Ora, o que poderia ser melhor para fazer a reportagem do que ir pessoalmente assistir uma aula no Colina Azul? Fiquei todo empolgado.
Idiota. Fiz o dever de casa e fucei vários em sites que falavam sobre colégios militares. Fruto de parceria público/privada, as escolas contam com militares no corpo docente. E, não se engane, eles também lecionam humanidades, como Filosofia e Sociologia. A subdiretora do comando de ensino da Polícia-Militar, tenente-coronel Rosângela Pereira, porém, afirmou que os colégios são públicos. “Pertencem à rede estadual de educação. A única diferença é que eles são administrados pela PM”, declara ela. No dia-a-dia, os estudantes seguem regras de comportamento, como bater continência para "professores" fardados. Por exemplo, se um aluno não for à aula uniformizado, não entra na instituição.
Os colégios, ainda, contam com vestuário próprio para as aulas de Educação Física. Embora sejam “públicos”, cobram taxa de seus alunos, que varia de unidade para unidade, podendo ser mais de R$ 200. Até o final do ano passado, Goiás tinha 20 colégios militares localizados em 17 cidades do Estado. A expectativa é que a quantidade aumente neste ano.
Logo na entrada, soltei à uma moça um monólogo interminável de praticamente tudo que li e ouvi sobre colégios militares. Eram coisas como a importância da ordem pública e do civismo “para essa sociedade que não sabe zelar pela ordem e pelos bons costumes”. Se eu ficasse mais 60 segundos discorrendo com ela eu iria pôr meu filho – que nem tenho - para estudar num colégio desses.
Ao colocar os pés na escola, a primeira coisa que fiz foi procurar o pedagogo Ricardo Gomes da Silva.
Após vê-lo, perguntei se eu poderia assistir uma aula com os alunos. “É para quê?”, quis saber ele. Com um sorriso no canto da boca, eu disse: “É para um trabalho da faculdade”. Mais calmo e menos assustado, indagou: “Você estuda aonde?”. Porra, Jesus Cristo, quando esse cara vai parar de me interrogar? O jornalista aqui sou eu, e não você, caralho! “Na PUC, senhor, faço jornalismo e estou apurando uma reportagem sobre colégios militares. Seria muito, muito bom se eu pudesse assistir uma aula em alguma turma”, expliquei.
Agora sim, Ricardo estava tranquilo e, sossegadamente, ele foi ver se havia algum professor disposto a me autorizar para acompanhar uma aula.

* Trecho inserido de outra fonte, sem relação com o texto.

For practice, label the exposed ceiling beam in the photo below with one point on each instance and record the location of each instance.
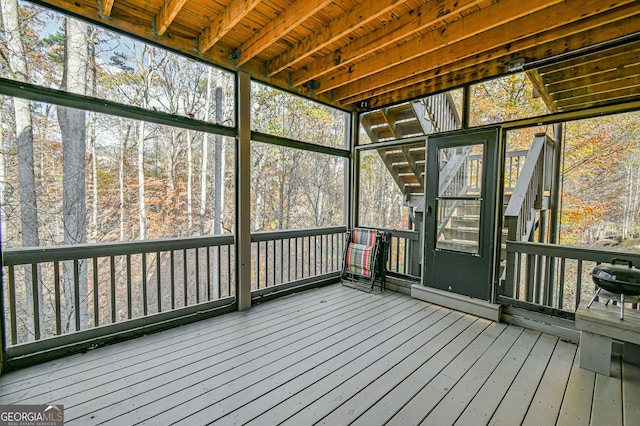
(105, 7)
(419, 19)
(490, 45)
(630, 57)
(602, 86)
(167, 15)
(360, 15)
(277, 28)
(231, 15)
(599, 98)
(491, 64)
(477, 24)
(614, 74)
(593, 57)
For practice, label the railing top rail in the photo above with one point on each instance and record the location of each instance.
(526, 176)
(24, 256)
(295, 233)
(569, 252)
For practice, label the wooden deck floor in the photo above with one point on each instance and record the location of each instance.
(334, 356)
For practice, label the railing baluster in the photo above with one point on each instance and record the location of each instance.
(12, 305)
(274, 262)
(561, 288)
(579, 283)
(308, 256)
(144, 284)
(258, 266)
(172, 272)
(36, 300)
(96, 291)
(281, 260)
(266, 264)
(76, 292)
(208, 268)
(159, 281)
(185, 277)
(56, 290)
(197, 259)
(129, 295)
(112, 267)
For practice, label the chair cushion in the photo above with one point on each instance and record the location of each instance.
(362, 236)
(359, 259)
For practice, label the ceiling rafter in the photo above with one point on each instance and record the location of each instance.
(458, 74)
(360, 15)
(602, 85)
(559, 21)
(167, 14)
(609, 54)
(231, 15)
(277, 28)
(477, 24)
(419, 19)
(105, 7)
(630, 57)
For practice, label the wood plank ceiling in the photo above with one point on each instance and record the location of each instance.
(344, 52)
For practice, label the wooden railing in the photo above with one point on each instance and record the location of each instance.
(552, 276)
(86, 286)
(532, 184)
(404, 253)
(107, 287)
(284, 257)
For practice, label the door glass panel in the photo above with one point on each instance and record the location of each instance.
(459, 225)
(459, 198)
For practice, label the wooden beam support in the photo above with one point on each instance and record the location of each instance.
(498, 19)
(167, 14)
(231, 15)
(293, 16)
(600, 81)
(420, 19)
(617, 54)
(589, 100)
(589, 68)
(365, 12)
(584, 33)
(105, 7)
(541, 88)
(488, 66)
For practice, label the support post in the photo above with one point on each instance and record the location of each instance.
(352, 194)
(243, 193)
(466, 106)
(554, 204)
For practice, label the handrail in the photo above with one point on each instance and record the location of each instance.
(92, 286)
(529, 190)
(29, 255)
(530, 276)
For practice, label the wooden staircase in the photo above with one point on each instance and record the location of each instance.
(406, 163)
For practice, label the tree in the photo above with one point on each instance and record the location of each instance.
(24, 135)
(73, 130)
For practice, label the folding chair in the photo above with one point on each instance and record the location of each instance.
(365, 259)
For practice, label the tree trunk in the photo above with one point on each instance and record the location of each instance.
(141, 195)
(26, 175)
(72, 127)
(205, 158)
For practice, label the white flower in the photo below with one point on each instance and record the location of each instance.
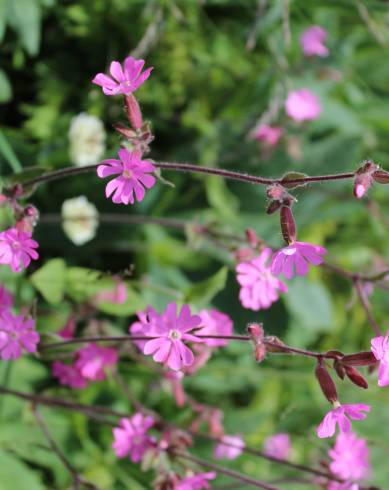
(80, 220)
(87, 139)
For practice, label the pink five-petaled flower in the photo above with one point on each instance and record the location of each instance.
(230, 447)
(278, 446)
(259, 288)
(93, 360)
(294, 259)
(132, 176)
(131, 438)
(312, 41)
(196, 482)
(302, 105)
(123, 81)
(171, 330)
(17, 333)
(338, 415)
(17, 248)
(350, 457)
(380, 349)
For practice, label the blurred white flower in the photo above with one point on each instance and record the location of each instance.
(79, 220)
(87, 139)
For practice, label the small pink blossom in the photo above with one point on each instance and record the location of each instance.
(132, 177)
(196, 482)
(131, 438)
(380, 349)
(17, 248)
(302, 105)
(338, 415)
(68, 375)
(93, 360)
(126, 79)
(259, 287)
(294, 259)
(278, 446)
(171, 330)
(350, 457)
(17, 334)
(230, 447)
(312, 41)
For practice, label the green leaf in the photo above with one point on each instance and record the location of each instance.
(49, 280)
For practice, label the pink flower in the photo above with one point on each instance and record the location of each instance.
(171, 330)
(270, 135)
(302, 105)
(259, 288)
(214, 323)
(230, 447)
(350, 457)
(93, 360)
(338, 415)
(278, 446)
(380, 349)
(196, 482)
(133, 177)
(312, 42)
(68, 375)
(294, 259)
(17, 248)
(17, 333)
(123, 81)
(131, 439)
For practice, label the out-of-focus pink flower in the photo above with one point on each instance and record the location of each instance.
(380, 349)
(230, 447)
(302, 105)
(17, 248)
(196, 482)
(131, 438)
(215, 323)
(338, 415)
(294, 259)
(93, 360)
(278, 446)
(259, 288)
(269, 135)
(350, 457)
(17, 334)
(68, 375)
(171, 330)
(132, 177)
(126, 79)
(312, 41)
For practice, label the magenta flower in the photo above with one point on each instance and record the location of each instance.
(380, 349)
(214, 323)
(259, 288)
(302, 105)
(230, 447)
(171, 330)
(312, 42)
(338, 415)
(125, 80)
(68, 375)
(294, 259)
(278, 446)
(196, 482)
(131, 438)
(17, 334)
(93, 360)
(17, 248)
(350, 457)
(133, 177)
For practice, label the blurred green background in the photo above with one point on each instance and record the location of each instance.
(219, 66)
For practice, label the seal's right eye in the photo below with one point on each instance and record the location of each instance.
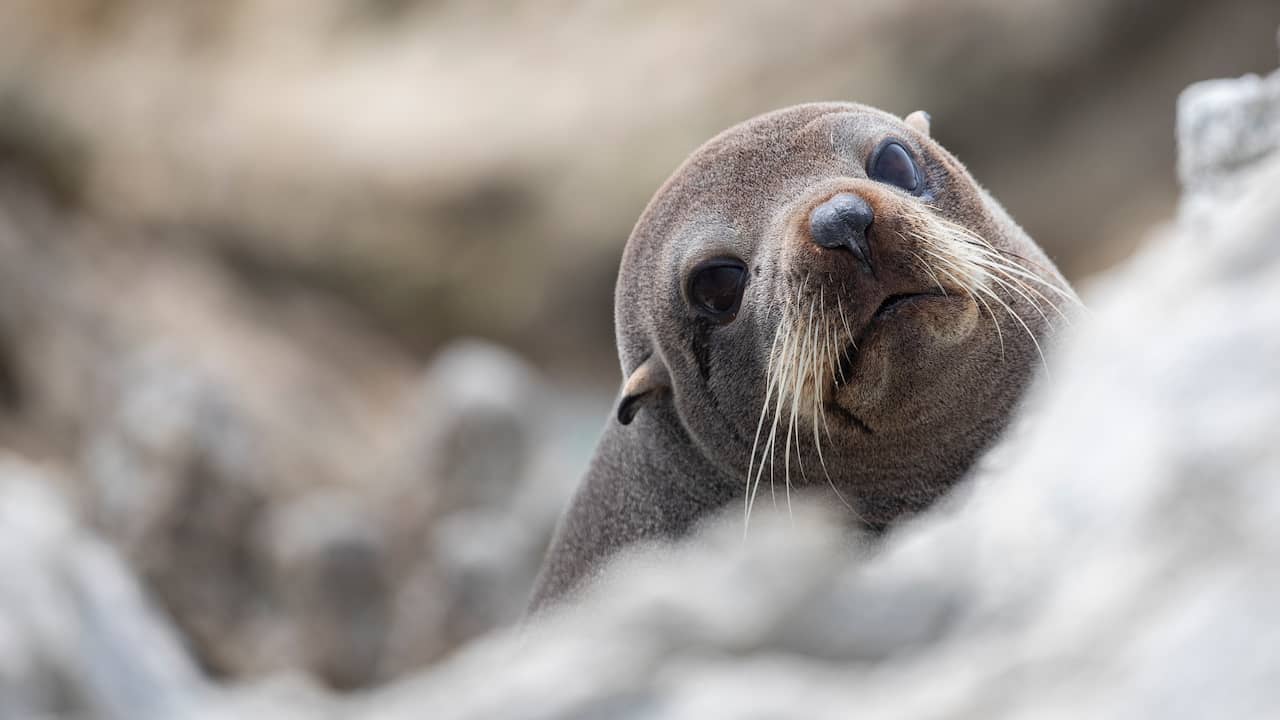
(892, 164)
(716, 288)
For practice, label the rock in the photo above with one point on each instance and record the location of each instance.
(78, 637)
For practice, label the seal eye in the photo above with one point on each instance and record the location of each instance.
(716, 288)
(892, 164)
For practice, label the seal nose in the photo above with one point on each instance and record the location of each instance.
(842, 222)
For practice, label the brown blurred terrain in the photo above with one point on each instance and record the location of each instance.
(241, 242)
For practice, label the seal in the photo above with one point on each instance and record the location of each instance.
(821, 299)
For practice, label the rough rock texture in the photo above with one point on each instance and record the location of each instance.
(1115, 559)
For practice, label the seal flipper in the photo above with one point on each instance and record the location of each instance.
(647, 379)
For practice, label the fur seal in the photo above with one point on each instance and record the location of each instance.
(819, 297)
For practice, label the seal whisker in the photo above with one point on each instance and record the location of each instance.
(771, 382)
(968, 236)
(969, 290)
(999, 265)
(1023, 323)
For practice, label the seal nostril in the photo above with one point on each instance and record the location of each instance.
(841, 223)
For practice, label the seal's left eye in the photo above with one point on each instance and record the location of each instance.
(894, 165)
(716, 288)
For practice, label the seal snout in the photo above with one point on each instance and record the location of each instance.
(841, 223)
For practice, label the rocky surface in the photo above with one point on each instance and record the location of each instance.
(465, 158)
(1114, 559)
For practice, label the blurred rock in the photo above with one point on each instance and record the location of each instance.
(487, 163)
(279, 477)
(78, 638)
(174, 479)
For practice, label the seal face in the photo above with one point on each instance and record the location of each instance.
(819, 297)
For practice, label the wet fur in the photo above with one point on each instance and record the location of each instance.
(746, 408)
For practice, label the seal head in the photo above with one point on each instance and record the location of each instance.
(818, 299)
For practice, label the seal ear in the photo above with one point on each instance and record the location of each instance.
(644, 382)
(919, 121)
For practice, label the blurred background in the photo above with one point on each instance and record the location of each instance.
(306, 305)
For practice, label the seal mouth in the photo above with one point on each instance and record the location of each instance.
(888, 308)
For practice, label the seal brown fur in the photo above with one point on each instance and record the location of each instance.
(873, 368)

Minutos depois, ele veio com Edna dos Santos, professora de geografia há 10 anos no Colina Azul e fã convicta dos colégios militares. Logo de cara, mandei: “Por que a senhora é favorável à militarização do ensino público no Estado?”. Sem pestanejar, ela emendou: “Porque os alunos aprendem a ser comportados”. Um pouco surpreso com a sinceridade da professora, eu entrei na sala de aula e, imediatamente, todos os alunos ficaram me olhando como se eu fosse uma espécie de galã de cinema pobre, feio, suado e agoniado. A professora contou que eu era estudante como eles, e que estava fazendo um trabalho da faculdade.
Após a conversa mole de Edna, sentei-me no fundo da sala para acompanhá-los. A aula era de Geografia, e ali consegui reviver alguns momentos do meu ensino fundamental e médio. Mas por pouco não saí correndo da sala: não tenho nenhuma saudade deste período. Senti-me como se estivesse dentro de uma panela cozinhando a 150°C. Aliás, na faculdade vou à aula altamente chateado de vez em quando, porém há professores que me cativam a assisti-los, e aí a árdua disposição de vê-los torna-se agradável. Todavia, às vezes penso que nem o mais cretino dos homens merece assistir aula pela manhã. Seria mais produtivo iniciar sua jornada estudantil, seja em faculdade ou escola, depois das 9h.
Cerca de 15 minutos depois, a professora disse que sua aula havia terminado, mas antes troquei rápidas
palavras com os alunos sobre o ensino militarizado. “Eu gosto, né. A gente aprende a ter respeito pelo outro”, declarou o primeiro. “É bom, né. A gente aprende a ter respeito”, disse o segundo. “É gratificante, né. A gente aprende a fazer o bem”, frisou o terceiro.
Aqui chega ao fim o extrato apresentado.